とはいうものの、今回のドイツの政治家スキャンダルを見て感じることは、どこか日本とドイツとでは違うということである。ではいったい何がどう違うのか。
1. 日本はどちらかというと公金汚職については甘い。ところが女性とのスキャンダルに関しては厳しく、マスコミも大きく扱う。一方ドイツでは、逆に女性問題に関しては「政治家も人の子」と大目に見る傾向があるというのに、こと公金となると途端に厳しくなり容赦しない。今回もそうで、「ドイツ統一」と「ユーロ」の父であるコール前首相といえど、国民の見る目は厳しく、マスコミもまた過剰と思われるほど敏感な反応を示している。

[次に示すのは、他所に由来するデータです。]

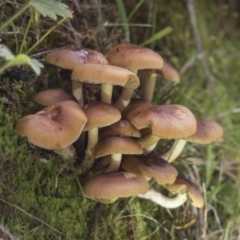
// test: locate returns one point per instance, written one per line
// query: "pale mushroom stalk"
(106, 93)
(89, 157)
(148, 142)
(77, 92)
(115, 146)
(125, 97)
(174, 202)
(115, 162)
(207, 132)
(174, 152)
(149, 86)
(67, 152)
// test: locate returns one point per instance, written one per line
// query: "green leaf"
(5, 53)
(157, 36)
(23, 59)
(51, 8)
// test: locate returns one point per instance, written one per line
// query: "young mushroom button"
(99, 115)
(107, 188)
(52, 96)
(107, 76)
(207, 132)
(151, 167)
(70, 58)
(134, 58)
(116, 146)
(165, 121)
(54, 127)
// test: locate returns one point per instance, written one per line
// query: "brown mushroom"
(165, 121)
(107, 76)
(116, 146)
(107, 188)
(51, 96)
(207, 132)
(70, 58)
(55, 127)
(134, 58)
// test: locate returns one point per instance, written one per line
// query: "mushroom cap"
(207, 132)
(100, 114)
(121, 128)
(115, 145)
(135, 103)
(105, 74)
(69, 58)
(194, 193)
(54, 127)
(166, 121)
(115, 185)
(151, 167)
(133, 57)
(51, 96)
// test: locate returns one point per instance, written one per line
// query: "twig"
(197, 37)
(7, 233)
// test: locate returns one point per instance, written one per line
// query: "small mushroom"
(55, 127)
(51, 96)
(134, 58)
(70, 58)
(107, 76)
(99, 115)
(151, 167)
(116, 146)
(182, 185)
(121, 128)
(107, 188)
(207, 132)
(165, 121)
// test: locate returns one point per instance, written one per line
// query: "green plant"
(49, 8)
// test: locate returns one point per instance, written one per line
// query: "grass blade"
(157, 36)
(124, 20)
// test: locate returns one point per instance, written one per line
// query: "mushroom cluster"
(121, 133)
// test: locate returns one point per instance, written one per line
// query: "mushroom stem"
(174, 202)
(89, 157)
(149, 86)
(148, 141)
(92, 138)
(68, 152)
(77, 92)
(106, 93)
(124, 99)
(114, 163)
(174, 152)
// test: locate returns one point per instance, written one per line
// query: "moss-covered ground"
(41, 195)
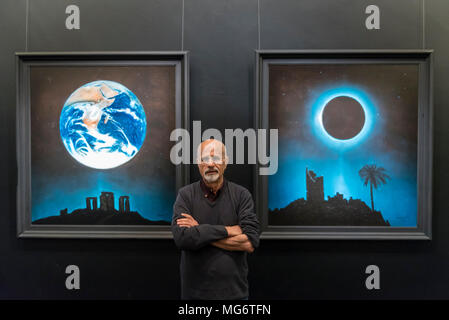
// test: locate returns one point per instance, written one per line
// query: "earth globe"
(102, 124)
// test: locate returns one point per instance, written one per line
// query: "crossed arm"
(236, 240)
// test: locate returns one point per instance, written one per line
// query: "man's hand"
(187, 221)
(235, 243)
(233, 230)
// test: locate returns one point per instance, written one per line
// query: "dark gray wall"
(221, 36)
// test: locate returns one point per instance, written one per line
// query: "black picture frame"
(26, 60)
(424, 60)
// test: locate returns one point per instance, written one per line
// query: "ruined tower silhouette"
(107, 201)
(123, 203)
(314, 185)
(91, 203)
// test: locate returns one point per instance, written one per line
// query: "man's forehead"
(211, 147)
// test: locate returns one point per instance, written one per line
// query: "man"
(215, 226)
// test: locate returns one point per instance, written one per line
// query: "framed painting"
(354, 144)
(93, 143)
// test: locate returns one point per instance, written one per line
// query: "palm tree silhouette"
(375, 176)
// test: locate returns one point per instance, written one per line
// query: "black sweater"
(208, 272)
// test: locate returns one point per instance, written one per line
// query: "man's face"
(212, 164)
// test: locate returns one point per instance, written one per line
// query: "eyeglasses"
(214, 159)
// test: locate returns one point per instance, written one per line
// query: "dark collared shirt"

2. 日本で、もしこのような事件が発生したとしても、国民もそうだが、マスコミまでもがぎりぎり核心に触れるとなると、どこかで許し、うやむやにしてしまう傾向がある。ところが、ドイツではいったんこうした事件が明るみに出て公になると、曖昧さは一切許さず、国民もマスコミも納得が行くまで徹底的に調べ上げ、事件の究明に当たる。
3. 一方、追及される側に立つ政治家だが、日本の政治家だとつい世間のムードに流されて、すぐにおろおろし謝罪という挙にでがちだが、ドイツの政治家はたとえ熾烈な追及に遭おうとも一切弁解せず、終始毅然とした態度を崩さない。それどころか、この「ヤミ献金疑惑」では、その張本人コール前首相は「連邦議会名誉党首」から外され辞任に追いやられても、頑なに「献金者リスト」の公表を拒み続けている。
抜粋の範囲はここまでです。